Parking Revenue is Texas Size at DFW

Rod Hoover

Today, airports commonly encompass large areas of land and have all of the functions and physical infrastructure of a modern-day city. The FAA maintains a number of classifications for airports, according to their size. Among the approximately 30 airports that are classified by the FAA as large hubs, Dallas/Fort Worth International Airport is one of the largest and busiest airports. It recently ranked No. 4 in the U.S.
It's no surprise that the volume of cars that enter and park at the facility is enormous. Parking at DFW is big business, reportedly representing the single largest source of revenue for the airport every year. As an illustration, a new parking solution is underway that will handle 50 million transactions per year. The airport's goals are to improve efficiency, reduce patron transaction times, increase throughput, provide 100 percent expansion capability for the future and generally enhance customer service. This multi-level automated parking system will do all of that and more.
The Dallas/Fort Worth Automated Parking System (APS) is truly an advanced system, featuring many unique features and functions. The technology represents a tremendous opportunity for DFW to take a significant step forward in advancing the airports of today into the airports of tomorrow. One of the most significant aspects of the Automatic Parking System is the integration of traditional magnetic stripe tickets with Automatic Vehicle Identification and License Plate Recognition technologies used for access control and revenue realization. Through a partnership with the North Texas Tollway Association (NTTA), DFW Airport will be dramatically expanding its AVI customer base to many thousands of current NTTA AVI tag holders.
The LPR employs an infrared camera to capture an image of the license plate.
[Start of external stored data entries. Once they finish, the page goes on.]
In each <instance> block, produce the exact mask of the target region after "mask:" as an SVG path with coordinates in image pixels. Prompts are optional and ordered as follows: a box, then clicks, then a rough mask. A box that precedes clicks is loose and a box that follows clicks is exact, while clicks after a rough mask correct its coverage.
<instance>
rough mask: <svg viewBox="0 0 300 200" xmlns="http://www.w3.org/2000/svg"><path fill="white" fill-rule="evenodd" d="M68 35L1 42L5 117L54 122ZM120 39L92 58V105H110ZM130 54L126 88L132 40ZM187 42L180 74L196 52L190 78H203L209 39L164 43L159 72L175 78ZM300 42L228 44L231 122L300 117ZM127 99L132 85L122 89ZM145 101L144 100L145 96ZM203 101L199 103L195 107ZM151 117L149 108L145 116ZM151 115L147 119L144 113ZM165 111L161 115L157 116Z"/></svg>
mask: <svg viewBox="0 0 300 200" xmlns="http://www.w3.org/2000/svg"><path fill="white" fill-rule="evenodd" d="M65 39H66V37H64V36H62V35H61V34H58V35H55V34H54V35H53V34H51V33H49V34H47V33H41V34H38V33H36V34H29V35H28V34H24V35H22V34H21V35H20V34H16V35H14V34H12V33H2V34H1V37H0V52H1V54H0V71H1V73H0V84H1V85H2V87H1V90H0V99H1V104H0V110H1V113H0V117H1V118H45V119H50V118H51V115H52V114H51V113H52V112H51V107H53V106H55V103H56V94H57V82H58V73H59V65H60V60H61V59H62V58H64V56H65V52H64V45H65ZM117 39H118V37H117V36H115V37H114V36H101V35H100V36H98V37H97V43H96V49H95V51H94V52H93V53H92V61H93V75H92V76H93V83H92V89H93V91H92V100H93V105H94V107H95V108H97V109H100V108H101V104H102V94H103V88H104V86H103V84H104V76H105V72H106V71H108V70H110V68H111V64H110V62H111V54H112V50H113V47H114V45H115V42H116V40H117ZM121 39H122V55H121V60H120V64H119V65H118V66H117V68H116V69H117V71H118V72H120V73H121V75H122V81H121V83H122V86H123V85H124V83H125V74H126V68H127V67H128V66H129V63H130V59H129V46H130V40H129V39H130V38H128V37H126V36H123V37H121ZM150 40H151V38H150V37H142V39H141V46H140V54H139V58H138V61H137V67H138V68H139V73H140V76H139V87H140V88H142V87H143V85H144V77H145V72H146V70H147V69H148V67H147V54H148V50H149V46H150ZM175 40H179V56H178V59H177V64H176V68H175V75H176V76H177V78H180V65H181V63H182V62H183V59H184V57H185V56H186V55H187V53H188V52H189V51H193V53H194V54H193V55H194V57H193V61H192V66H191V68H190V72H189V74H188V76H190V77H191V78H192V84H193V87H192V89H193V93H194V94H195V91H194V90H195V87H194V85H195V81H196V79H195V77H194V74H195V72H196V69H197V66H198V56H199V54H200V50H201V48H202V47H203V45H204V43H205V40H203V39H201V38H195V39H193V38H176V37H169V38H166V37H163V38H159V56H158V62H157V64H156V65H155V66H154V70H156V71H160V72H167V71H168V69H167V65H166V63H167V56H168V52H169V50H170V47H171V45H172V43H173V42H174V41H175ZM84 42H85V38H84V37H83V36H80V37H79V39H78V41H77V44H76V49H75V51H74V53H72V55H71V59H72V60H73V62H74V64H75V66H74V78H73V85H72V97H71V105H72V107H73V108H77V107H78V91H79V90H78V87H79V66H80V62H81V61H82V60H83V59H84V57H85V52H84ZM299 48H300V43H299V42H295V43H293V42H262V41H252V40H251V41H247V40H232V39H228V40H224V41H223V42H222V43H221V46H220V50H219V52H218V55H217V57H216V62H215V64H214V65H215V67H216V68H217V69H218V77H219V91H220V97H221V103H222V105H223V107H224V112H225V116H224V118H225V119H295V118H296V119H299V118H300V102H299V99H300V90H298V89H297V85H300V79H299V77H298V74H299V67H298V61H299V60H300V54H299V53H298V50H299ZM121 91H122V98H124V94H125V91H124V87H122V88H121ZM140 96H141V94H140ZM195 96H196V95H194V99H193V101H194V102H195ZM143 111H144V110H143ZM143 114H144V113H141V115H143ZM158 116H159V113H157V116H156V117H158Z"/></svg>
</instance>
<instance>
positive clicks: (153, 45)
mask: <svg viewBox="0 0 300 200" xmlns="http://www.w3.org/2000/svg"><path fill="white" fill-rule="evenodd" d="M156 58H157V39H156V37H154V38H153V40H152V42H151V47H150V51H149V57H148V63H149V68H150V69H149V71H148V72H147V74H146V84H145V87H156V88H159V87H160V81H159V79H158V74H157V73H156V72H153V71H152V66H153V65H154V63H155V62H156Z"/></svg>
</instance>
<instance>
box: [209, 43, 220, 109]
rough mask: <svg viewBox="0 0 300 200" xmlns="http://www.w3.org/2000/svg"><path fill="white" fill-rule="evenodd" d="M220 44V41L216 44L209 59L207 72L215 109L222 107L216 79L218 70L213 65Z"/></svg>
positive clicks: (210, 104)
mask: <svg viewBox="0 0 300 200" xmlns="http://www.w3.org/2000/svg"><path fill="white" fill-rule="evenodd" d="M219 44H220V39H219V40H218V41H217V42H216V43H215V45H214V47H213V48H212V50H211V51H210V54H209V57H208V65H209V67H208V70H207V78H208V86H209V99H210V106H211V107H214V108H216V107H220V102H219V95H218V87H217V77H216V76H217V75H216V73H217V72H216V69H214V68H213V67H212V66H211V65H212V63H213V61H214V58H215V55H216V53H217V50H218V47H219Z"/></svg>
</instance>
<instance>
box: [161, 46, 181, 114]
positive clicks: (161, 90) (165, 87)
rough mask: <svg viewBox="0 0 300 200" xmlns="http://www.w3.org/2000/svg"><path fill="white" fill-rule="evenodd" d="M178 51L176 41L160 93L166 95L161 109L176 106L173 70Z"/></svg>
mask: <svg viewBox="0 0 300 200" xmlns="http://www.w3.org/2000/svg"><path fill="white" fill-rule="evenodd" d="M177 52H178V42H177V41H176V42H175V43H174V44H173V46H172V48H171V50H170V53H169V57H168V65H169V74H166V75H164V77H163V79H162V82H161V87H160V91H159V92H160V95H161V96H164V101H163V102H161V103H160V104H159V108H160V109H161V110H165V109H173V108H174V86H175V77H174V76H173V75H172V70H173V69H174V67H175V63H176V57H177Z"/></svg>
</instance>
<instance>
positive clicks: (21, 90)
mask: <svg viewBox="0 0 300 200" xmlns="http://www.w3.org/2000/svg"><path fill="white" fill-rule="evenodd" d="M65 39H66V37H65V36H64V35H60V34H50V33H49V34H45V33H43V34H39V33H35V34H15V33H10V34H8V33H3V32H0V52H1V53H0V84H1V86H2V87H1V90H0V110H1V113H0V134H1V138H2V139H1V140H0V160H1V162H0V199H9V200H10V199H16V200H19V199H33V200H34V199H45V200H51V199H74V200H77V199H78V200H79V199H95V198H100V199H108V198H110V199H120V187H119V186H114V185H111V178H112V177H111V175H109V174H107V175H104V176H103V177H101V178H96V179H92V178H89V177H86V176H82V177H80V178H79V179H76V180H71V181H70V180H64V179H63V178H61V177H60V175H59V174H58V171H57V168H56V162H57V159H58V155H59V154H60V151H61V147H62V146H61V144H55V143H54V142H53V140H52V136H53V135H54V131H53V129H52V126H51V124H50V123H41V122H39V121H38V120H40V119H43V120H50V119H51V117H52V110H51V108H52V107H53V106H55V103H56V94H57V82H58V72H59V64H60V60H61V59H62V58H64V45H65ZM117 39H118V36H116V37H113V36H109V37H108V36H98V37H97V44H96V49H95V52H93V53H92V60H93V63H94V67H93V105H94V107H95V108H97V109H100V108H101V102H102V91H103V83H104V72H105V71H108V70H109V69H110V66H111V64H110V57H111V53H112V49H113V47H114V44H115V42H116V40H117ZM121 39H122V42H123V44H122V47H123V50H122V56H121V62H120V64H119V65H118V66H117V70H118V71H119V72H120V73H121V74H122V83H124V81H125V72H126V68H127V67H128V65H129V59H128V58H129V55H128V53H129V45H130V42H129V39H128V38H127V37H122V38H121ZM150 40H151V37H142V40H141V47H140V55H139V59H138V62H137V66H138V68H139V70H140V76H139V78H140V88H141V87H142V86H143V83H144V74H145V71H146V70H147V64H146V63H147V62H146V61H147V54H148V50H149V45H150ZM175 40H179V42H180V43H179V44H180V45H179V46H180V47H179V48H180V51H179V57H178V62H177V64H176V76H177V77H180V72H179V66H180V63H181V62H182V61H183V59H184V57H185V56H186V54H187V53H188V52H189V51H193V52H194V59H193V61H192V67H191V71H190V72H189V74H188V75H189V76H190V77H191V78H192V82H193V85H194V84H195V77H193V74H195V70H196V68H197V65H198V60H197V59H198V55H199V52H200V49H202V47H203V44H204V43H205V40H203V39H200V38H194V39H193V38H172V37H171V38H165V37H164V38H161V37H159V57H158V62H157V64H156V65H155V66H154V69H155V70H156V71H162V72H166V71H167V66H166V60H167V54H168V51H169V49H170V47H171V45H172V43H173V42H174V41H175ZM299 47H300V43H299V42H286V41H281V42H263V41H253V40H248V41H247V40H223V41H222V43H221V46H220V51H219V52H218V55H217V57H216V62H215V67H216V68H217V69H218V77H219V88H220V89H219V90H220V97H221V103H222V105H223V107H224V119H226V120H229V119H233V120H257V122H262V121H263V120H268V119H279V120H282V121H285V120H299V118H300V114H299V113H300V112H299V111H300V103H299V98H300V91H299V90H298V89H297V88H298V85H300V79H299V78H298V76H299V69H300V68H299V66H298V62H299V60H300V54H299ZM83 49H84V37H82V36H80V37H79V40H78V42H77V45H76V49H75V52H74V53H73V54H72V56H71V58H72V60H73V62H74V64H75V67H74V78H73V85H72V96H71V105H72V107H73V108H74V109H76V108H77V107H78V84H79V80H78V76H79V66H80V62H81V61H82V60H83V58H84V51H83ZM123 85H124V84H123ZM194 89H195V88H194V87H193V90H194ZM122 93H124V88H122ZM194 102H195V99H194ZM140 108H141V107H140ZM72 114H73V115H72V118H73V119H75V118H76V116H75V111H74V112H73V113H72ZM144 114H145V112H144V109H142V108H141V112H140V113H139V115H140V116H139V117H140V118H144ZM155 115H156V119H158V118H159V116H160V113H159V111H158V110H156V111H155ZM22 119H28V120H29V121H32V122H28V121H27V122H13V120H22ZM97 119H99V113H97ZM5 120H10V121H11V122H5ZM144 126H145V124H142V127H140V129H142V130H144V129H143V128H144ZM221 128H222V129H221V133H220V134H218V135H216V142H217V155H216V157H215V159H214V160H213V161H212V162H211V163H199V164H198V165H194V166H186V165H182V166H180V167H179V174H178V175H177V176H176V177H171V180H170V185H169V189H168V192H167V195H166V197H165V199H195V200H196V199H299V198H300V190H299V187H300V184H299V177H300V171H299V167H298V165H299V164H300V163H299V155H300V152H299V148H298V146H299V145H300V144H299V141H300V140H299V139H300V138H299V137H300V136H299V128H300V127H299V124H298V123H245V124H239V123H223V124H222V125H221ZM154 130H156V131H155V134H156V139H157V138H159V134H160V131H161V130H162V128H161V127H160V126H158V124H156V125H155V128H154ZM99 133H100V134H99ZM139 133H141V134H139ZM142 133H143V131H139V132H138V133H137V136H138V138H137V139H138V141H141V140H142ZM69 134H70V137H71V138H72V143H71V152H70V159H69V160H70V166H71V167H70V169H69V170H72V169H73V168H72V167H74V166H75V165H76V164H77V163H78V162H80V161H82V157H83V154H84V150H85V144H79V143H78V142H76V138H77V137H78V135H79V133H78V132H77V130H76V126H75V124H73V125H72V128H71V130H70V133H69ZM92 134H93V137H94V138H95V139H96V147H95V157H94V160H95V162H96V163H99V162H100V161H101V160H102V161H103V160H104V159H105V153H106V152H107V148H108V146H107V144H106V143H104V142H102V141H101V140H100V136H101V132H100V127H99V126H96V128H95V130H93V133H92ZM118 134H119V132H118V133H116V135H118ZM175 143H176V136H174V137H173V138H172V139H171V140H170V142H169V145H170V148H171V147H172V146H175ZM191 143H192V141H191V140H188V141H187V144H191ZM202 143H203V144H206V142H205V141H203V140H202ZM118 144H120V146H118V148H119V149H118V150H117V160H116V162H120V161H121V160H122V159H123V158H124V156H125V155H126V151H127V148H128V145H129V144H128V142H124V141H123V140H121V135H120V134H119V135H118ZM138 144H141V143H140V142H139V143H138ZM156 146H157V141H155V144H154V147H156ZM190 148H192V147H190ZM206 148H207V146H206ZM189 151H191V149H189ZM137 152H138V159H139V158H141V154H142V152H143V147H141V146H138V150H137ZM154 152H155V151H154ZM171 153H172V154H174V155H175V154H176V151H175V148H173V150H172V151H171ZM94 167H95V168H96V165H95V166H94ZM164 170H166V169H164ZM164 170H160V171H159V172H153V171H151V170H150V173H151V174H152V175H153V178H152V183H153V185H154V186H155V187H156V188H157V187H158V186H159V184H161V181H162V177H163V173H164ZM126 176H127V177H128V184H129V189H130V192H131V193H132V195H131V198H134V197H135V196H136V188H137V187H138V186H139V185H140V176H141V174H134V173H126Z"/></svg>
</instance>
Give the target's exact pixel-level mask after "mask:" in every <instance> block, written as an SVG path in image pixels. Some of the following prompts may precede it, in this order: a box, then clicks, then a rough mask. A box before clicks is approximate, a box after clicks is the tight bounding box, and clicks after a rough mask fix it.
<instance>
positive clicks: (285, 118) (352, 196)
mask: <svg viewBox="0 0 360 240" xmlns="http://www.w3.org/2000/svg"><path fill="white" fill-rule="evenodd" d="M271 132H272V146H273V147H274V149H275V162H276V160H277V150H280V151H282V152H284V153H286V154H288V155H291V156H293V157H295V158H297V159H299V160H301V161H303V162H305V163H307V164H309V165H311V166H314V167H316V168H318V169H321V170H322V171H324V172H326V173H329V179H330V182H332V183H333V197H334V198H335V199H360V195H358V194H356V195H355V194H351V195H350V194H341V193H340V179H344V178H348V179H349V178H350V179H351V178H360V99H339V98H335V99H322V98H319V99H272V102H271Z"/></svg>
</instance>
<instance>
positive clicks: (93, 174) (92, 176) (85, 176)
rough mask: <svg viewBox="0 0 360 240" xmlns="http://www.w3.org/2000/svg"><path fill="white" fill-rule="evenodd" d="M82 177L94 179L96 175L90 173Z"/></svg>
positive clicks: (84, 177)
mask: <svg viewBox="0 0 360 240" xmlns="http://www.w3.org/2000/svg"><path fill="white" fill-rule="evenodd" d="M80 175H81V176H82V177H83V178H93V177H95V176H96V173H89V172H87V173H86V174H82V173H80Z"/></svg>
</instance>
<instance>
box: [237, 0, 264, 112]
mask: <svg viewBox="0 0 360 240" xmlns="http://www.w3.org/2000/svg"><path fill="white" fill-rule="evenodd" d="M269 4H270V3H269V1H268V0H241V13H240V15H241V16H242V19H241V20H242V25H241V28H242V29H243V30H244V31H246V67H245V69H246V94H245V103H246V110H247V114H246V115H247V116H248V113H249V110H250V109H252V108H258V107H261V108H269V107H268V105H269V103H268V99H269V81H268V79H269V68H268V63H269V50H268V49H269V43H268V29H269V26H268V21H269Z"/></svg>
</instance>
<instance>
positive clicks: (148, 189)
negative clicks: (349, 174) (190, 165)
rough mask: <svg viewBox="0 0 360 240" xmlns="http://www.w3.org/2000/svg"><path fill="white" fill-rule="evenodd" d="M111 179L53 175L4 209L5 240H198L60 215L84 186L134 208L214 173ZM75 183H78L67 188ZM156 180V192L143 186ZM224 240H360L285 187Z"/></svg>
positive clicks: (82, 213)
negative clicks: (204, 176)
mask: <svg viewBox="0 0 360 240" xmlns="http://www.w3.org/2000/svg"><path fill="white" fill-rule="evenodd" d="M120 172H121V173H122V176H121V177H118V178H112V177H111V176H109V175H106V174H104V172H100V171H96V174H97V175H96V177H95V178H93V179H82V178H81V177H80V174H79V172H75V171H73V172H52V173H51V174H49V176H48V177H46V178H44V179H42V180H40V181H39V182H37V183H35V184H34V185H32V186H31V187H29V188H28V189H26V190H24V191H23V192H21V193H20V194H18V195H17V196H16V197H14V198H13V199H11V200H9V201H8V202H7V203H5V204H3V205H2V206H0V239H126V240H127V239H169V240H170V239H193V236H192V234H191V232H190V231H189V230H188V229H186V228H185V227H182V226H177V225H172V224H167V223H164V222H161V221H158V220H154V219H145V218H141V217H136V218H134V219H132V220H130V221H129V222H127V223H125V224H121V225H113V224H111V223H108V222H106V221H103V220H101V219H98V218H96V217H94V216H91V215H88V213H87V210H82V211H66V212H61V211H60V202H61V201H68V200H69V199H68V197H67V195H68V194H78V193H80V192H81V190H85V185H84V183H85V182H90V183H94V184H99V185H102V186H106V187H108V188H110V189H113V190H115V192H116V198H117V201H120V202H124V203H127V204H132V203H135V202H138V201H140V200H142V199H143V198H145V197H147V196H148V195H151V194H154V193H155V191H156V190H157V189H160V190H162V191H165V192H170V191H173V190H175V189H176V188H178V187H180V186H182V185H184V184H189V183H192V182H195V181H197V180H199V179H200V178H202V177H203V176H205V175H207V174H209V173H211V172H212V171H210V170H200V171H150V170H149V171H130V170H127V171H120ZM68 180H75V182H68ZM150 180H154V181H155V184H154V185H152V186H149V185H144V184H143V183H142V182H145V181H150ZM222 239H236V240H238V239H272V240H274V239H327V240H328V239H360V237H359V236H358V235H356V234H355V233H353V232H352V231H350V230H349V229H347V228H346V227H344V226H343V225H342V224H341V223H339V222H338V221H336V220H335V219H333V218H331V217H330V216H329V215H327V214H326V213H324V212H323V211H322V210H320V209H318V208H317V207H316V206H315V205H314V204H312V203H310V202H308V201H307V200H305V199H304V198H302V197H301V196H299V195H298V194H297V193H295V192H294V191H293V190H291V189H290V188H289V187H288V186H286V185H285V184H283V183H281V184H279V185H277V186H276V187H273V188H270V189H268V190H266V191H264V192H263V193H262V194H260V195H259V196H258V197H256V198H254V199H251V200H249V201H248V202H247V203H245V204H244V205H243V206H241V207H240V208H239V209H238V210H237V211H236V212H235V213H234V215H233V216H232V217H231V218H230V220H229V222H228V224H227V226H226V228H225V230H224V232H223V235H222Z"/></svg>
Using optical character recognition software, the image is converted into a character string that will be used by the system to uniquely track the vehicle's traversals throughout the facility. Every time the vehicle passes through a lane, the license plate number will be captured and attached to the database transaction record. The license plate number is even encoded on the ticket. License plate recognition and capture provides the basis for many of the security and anti-fraud capabilities of the DFW APS. LPR technology automates a procedure currently performed manually by operators at the airport's entry plazas and will decrease patron processing time through the facility.
The heart of the DFW APS is the Facility Management Application, which builds on the base of ScanNet, Federal APD's Central Facility Parking Management System while adding significant functionality targeted to meet airport requirements. Given the appropriate access privileges, the system can be operated and maintained from any workstation attached to the DFW network. The system runs on high-end multi-CPU servers under Solaris, Sun's version of the UNIX operating system. The airport parks vehicles 24 hours a day, 7 days a week, 365 days a year, so the DFW APS specification mandates that the system be operational 99.999% of the time. This "5-Nines" reliability requirement equates to less than 5 minutes of system down time per year. In order to achieve this extreme level of reliability, the system will be deployed on three fully redundant, fault-tolerant servers. The system load is also distributed and shared among these servers; any two of which could conceivably go down and the application will continue to run on the remaining server.
For main data storage, the system employs a Storage Area Network with 5 terabytes of memory utilizing RAID-5 (Redundant Array of Inexpensive Disks) technology for reliability and redundancy. The SAN communicates to the servers via high-speed fiber channel network interfaces. Oracle relational database management software seamlessly distributes the data among the servers to the SAN. The 5 TB of storage are necessary for the online retention of two years of revenue and transaction data, including JPEG rear vehicle images from lane-mounted closed circuit TV cameras.
In the lane, a new lane-control processor will be at the heart of the system, performing the lane level logic and coordinating communication with the other devices. In manned booths, a keyboard and flat panel touch screen display will be added to the lane control processor to become the fee computer. The Ticket Issuing Device and Exit/Crossover Verifier features Ethernet connectivity and a high-speed transport mechanism. A unique ability of the APS is the compatibility to read legacy tickets during the transition period from the current system.
The Federal APD Direct Drive PosiDrive Model 50 Gate with logic circuitry and a 10BaseT Ethernet interface will be used. All of the main lane equipment will support Ethernet communications for high-end systems like DFW's, as well as the more conventional point-to-point interfaces necessary for standalone applications. In the event of the loss of communications to the servers, the lane devices must be capable of operating autonomously and locally storing up to 10,000 transactions worth of data.